Things You Do Not Want to Do
Walking to Eliminate
Taking your dog for a walk to eliminate may actually make housetraining more difficult. Most dogs enjoy walks and if they learn that the walk ends when they go to the bathroom (essentially punishing them), they may delay eliminating in order to extend the walk. It is easier to teach that eliminating quickly at home results in a fun walk.
Paper or Pee Pad Training
Training your dog to go inside on newspapers or pee pads will make the entire housetraining process more difficult and lengthy. Every time a dog goes inside on a newspaper or pee pad, he is learning and being positively reinforced for going inside. Training him to only go outside after this has been allowed is extremely challenging so avoid this if possible.

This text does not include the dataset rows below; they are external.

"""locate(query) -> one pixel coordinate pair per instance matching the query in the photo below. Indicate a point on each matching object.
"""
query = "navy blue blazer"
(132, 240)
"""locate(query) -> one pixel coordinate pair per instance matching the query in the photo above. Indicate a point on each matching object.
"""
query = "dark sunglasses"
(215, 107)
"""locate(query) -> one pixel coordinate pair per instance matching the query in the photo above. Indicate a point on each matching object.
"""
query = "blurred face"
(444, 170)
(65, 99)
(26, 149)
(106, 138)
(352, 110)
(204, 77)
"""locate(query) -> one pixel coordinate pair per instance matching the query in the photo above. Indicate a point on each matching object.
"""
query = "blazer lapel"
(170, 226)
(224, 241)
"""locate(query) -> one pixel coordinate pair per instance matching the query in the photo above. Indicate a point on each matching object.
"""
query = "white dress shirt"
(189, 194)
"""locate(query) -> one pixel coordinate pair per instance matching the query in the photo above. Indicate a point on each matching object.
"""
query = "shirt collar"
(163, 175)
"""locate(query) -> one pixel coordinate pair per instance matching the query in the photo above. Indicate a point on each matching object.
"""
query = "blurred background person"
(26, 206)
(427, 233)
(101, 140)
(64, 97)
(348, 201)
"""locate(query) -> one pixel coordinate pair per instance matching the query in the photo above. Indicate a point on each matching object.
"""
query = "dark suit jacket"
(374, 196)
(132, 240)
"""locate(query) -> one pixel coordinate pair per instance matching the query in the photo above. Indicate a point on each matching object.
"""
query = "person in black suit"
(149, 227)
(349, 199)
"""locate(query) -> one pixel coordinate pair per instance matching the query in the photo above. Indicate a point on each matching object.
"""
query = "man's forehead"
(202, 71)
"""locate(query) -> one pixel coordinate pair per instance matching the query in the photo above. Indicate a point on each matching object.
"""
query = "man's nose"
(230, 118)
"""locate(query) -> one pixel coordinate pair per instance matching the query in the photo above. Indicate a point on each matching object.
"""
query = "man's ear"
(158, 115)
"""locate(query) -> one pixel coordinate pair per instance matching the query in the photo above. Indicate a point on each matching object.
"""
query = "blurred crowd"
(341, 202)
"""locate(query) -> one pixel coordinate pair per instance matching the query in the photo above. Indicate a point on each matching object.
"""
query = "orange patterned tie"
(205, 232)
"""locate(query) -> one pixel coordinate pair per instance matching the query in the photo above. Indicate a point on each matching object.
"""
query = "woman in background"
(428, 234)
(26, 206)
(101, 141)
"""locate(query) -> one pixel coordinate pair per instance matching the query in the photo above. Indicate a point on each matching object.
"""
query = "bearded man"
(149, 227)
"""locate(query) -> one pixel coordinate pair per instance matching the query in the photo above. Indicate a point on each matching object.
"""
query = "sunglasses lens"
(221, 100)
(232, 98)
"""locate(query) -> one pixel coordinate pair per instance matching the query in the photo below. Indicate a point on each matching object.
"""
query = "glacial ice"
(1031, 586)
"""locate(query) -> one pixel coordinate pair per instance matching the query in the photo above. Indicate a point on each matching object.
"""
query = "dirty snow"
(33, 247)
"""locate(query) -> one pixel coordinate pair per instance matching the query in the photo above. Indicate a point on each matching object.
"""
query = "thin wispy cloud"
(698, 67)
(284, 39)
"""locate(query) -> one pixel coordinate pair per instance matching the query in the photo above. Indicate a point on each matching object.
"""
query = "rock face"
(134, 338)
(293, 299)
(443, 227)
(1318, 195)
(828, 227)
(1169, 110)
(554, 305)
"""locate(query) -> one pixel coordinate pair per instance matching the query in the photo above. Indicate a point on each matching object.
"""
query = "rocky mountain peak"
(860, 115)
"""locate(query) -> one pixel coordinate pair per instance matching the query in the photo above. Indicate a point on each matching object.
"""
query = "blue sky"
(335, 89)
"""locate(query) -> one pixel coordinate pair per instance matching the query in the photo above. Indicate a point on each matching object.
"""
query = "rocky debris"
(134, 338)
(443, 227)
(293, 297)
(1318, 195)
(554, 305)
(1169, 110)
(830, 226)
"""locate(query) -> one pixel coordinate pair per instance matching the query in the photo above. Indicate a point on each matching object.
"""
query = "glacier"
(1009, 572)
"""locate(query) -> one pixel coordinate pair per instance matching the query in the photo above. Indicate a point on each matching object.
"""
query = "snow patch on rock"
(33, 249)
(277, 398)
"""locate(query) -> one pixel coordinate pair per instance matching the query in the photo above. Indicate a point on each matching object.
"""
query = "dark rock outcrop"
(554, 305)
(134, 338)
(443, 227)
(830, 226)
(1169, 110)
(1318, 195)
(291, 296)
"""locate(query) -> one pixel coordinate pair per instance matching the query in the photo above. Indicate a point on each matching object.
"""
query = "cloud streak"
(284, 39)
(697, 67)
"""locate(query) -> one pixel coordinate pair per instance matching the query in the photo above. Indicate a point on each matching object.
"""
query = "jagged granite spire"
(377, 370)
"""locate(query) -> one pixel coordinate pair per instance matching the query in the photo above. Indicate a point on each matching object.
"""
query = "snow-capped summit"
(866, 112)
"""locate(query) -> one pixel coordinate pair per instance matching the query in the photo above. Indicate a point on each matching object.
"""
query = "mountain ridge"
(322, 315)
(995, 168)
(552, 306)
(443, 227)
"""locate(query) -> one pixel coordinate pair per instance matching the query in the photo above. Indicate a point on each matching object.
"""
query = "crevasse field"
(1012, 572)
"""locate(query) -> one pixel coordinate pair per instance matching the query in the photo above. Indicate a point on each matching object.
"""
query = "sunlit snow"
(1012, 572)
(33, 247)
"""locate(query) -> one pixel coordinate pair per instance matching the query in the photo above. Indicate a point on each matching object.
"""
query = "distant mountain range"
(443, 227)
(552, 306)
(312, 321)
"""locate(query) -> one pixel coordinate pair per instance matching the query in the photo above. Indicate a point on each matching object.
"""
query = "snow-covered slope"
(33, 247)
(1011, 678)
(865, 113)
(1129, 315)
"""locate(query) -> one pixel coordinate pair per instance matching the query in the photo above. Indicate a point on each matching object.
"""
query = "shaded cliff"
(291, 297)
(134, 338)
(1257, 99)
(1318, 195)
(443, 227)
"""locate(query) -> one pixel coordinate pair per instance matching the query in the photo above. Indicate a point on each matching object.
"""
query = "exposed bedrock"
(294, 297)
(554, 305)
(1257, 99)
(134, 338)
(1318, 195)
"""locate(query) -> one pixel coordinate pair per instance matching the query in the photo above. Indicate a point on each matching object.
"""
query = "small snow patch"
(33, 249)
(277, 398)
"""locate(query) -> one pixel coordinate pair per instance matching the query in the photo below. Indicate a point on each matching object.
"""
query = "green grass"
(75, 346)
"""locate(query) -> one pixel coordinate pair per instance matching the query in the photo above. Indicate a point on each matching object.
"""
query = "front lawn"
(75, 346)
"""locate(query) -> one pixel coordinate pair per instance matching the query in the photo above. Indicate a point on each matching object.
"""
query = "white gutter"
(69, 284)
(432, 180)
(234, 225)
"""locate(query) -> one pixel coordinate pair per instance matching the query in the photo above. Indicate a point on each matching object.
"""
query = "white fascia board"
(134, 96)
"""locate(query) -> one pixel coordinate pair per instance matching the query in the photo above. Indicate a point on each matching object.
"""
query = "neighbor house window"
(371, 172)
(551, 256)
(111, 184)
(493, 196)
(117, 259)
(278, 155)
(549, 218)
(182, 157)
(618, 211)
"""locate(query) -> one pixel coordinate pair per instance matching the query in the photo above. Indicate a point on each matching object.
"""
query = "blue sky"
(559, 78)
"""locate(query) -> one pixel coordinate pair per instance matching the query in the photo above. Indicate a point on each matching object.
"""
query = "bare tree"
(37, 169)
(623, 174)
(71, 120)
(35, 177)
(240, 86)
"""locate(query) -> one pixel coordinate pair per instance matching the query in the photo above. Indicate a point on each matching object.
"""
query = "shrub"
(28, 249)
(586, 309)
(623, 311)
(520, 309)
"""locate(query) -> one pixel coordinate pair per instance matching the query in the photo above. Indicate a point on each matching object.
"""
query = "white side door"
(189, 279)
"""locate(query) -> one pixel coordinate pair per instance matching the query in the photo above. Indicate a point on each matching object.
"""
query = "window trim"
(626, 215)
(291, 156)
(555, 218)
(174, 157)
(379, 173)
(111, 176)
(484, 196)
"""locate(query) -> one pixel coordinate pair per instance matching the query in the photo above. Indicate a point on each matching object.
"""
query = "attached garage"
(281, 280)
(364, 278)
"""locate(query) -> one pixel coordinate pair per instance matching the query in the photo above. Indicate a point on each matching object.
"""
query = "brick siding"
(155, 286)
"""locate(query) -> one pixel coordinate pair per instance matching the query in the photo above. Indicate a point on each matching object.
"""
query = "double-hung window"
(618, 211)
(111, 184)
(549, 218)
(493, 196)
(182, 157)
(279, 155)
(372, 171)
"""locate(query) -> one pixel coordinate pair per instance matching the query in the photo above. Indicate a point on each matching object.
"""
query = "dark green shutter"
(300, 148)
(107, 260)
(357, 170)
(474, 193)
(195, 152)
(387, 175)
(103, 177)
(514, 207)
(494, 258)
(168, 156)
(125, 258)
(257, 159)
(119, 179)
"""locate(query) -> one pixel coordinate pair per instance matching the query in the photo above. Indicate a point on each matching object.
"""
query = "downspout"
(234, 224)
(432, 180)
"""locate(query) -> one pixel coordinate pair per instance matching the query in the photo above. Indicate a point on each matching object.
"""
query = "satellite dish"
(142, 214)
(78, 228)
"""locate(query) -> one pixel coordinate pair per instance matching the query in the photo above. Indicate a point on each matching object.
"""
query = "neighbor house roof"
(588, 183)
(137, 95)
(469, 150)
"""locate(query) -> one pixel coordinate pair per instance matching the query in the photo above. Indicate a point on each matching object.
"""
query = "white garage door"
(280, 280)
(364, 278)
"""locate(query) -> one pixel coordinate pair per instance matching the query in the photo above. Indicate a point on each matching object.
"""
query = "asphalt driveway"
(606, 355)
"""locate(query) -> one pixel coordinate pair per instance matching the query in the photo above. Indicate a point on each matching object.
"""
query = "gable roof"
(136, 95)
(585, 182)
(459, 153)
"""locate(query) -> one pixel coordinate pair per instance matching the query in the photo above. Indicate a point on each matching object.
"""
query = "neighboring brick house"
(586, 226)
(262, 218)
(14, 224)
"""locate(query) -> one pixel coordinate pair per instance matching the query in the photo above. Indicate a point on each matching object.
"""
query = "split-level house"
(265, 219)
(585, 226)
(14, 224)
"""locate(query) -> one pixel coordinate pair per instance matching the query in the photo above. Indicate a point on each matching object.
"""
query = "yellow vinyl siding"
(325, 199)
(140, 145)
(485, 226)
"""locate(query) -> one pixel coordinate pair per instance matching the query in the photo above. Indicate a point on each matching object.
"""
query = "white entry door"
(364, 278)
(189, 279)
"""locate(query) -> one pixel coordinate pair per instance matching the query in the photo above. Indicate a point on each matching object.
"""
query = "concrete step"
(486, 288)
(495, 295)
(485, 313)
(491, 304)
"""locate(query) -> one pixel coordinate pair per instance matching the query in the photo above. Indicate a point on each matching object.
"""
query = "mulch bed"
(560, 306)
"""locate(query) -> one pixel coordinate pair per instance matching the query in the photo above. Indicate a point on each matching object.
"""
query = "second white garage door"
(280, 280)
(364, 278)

That being said, at times you may find this necessary, particularly with the cold Maine winters and some smaller dog breeds that struggle to maintain warmth outdoors. If you do have to resort to inside toileting, just remember that you have added an extra step and will have to be patient when trying to retrain the puppy to urinate and defecate outside.
submissive urination – don’t punish, ignore until excitement diminishes
Housetraining Issues with Adult Dogs
Upon reaching sexual maturity, many male dogs and some female dogs exhibit marking behavior. They urinate on objects to leave their scent, thus staking out their territory. Remedial housetraining may be necessary in these cases. Early neutering of males, before this behavior develops, may help prevent this behavior from developing. Many veterinarians can neuter and spay puppies as young as 8 weeks of age.
If an adult dog with a good record of housetraining suddenly starts having accidents, take them to your veterinarian. Urinary infections or cystitis can cause a dog to urinate inside. Internal parasites or other illnesses can cause diarrhea or increase the frequency of defecation.